Open bboreham opened 10 years ago
When provisioning in certain public clouds, i.e. GCE and Azure, there exists free native DNS that one can use, thereby it's very easy and can be utilised without having static IPs.
So I can provision nodes with init scripts that source peer names from a files on disk, where the names are local DNS names. During provisioning, I don't necessarily have the control of the order, so DNS records might not be created for some peers yet.

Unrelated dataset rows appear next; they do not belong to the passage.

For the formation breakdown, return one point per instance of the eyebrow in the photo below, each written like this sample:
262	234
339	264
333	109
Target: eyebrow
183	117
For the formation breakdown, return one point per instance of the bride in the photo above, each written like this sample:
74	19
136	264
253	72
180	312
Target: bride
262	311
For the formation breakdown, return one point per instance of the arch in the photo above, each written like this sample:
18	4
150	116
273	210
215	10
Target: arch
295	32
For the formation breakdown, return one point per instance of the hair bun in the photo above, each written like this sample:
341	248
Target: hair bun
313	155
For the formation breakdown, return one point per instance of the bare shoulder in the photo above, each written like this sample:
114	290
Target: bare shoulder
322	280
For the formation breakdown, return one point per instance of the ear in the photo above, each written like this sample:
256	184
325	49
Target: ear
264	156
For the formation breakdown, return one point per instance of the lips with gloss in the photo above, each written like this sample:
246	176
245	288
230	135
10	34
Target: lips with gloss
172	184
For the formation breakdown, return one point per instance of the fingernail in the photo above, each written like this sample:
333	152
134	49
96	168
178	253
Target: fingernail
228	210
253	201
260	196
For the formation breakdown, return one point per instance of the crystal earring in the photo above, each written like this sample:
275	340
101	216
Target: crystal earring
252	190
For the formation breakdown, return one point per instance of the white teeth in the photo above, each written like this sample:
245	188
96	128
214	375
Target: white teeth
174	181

Instead of re-resolving names each time we want to connect, I would create a Resolver class that keeps a cache of names that have been previously resolved. The ConnectionMaker could hold an instance of this Resolver. If a name is found in the cache and the resolution was not too long ago (determined by a TTL), the cached value would be returned. Otherwise, it would perform the resolution, save the value in the cache (question here is what to do when the cache is full) and then return the value.
The cache could also hold negative values (for names that do not resolve to anything), and a different timeout would apply for this cases...

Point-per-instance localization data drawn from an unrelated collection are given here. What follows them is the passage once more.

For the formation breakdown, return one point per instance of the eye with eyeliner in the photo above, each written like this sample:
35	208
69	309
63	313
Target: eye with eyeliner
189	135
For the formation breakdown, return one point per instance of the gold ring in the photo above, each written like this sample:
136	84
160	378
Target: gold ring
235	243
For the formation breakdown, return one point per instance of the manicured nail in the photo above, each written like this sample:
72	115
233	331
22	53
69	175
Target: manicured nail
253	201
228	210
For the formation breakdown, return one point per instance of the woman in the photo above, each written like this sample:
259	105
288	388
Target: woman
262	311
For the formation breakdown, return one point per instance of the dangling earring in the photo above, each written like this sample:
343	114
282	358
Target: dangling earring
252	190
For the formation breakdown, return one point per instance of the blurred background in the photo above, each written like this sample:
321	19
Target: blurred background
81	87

An improved solution could use an increasing timeout, so each time the Resolver resolves a name and obtains the same value that was previously stored, it increases the TTL for that value.
Instead of re-resolving names each time we want to connect, I would create a Resolver class
That just adds complexity; performance really isn't an issue here.
There is a rather thorny issue here, which I discovered only very late into #548 (and which isn't addressed there)...
The original suggestion was that we want to
re-resolve the name each time we want to connect
However, the logic for determining whether we want to connect to something is based on the resolved address, since we need to check whether we already have a connection to that address. Furthermore, we also want to re-resolve names we previously resolved successfully, in order to account for changes to DNS.
The correct solution would base re-resolution decisions on the ttl supplied by DNS. But this requires implementing a full-blown resolver. That is no small feat - go's built-in resolver, which is quite a minimal affair, is many hundreds of lines of code (and, annoyingly does not expose the ttl in its API).
So #548 does something very crude. We resolve addresses every time the ConnectionMaker
figures out what to connect to, and we make sure this happens at least once every 10 minutes.
We could improve on that by introducing our own caching, but that just seems wrong.
Hence I shall close #548. If we ever get back to this it may make for reasonable starting point.
If weave is launched with one or more peers given as names rather than IP addresses, then the simple behaviour added by #111 is to resolve those names once at startup and then use that IP address from then on.
Better to re-resolve the name each time we want to connect, so we get an up-to-date IP address.
Needs some modifications to the structure in ConnectionMaker to remember the resolved IP address while that connection attempt is in flight.
This behaviour would also open the possibility that we have an address which does not resolve - this is perhaps a transitory condition so we should re-try that address later.